The name of the database used by the WordPress site.

# user

type: string

The user used by the WordPress site to connect to the database server.

# domain

type: array

The list of domain names mapped to the environment.

Domain name requirement

All domains names must either be managed by a DNS zone or have an issued certificate in the project region.

# gateway

type: string

The gateway type used by the environment. Allowed values are http for HTTP APIs and rest for REST APIs.

DNS changes when switching gateway types

Whenever you switch gateway types, the DNS records pointing to your environment will change. If Ymir manages the DNS zone used by your environment, it'll update your DNS records automatically. Otherwise, you will have to do it yourself. That said, even with a managed DNS zone, your environment will be briefly unavailable while the DNS changes propagate.

CloudFront page caching disabled with REST API.

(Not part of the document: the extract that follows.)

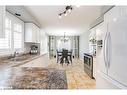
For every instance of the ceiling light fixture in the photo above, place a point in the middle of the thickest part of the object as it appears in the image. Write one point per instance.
(67, 9)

When using a REST API, it isn't possible to use CloudFront for page caching. That's because the REST API already caches response using CloudFront. If your CloudFront caching is set to enabled, it'll get downgraded to assets automatically.

# log_retention_period

type: int default: 7

Controls the duration (in days) that the environment's logs are retained in CloudWatch. Allowed values are 1, 3, 5, 7, 14, 30, 60, 90, 120, 150, 180, 365, 400, 545, 731, 1827 and 3653.

# network

type: string

The network to use with your environment.

Overrides private database configuration

If your project environment uses a private database, Ymir will automatically connect your environment Lambda functions to the database's private network. However, setting the network option will override this. So if you're using a private database, it's important it be accessible from the configured network.

Can create a NAT gateway

If the configured network doesn't have a NAT gateway, a NAT gateway will be configured during deployment. A NAT gateway costs about $32/month billed by the hour.

# php

type: string default: 7.4

The PHP version used by the environment. The supported versions are 7.2, 7.3 and 7.4.

# warmup

type: int | false default: 1

The number of website functions that CloudWatch will keep warmed up. If set to false, it disables the warming up CloudWatch rule.

# console / website

type: array

This is the array of values to configure the environment's Lambda functions. There are two function nodes: console and website. console is the function used when running WP-CLI commands or any other background tasks. website is the function connected to the API gateway and that handles all the HTTP traffic.

# memory

type: int default: 256 for website and 1024 for console

The amount of memory used by the Lambda function. The website function has lower memory needs by default because most memory heavy tasks are handled by the console function. Both default memory values are the lowest amount possible. If you lower them more, there might be issues during your function execution.

Low memory termination

If a function goes over the memory limit during its execution, it gets terminated automatically. So it's important to configure to give it enough memory to execute the worst case scenarios.

Memory cost

Lambda charges based on the configured memory used. So more memory, means a higher Lambda bill. This isn't much of a concern for the console function since it won't get called a lot by default. But it's something to keep in mind when configuring the amount of memory that the website function has.

# timeout

type: int default: 30 for website and 60 for console

The maximum amount of time (in seconds) that the Lambda function can run before Lambda terminates it. The maximum allowed values depend on the function type. website cannot have a timeout larger than 30 seconds. console can have a maximum timeout of 900 seconds (15 minutes).

API gateway timeout

The 30 second timeout limit for the website function is due to a limit with AWS API gateways. An API gateway will terminate a connection after 30 seconds. This isn't modifiable.

This can be a significant technical hurdle if your WordPress site has long running operations that take more than 30 seconds to complete. In that scenario, these long operations need to be offloaded to a WP-CLI command or some external service.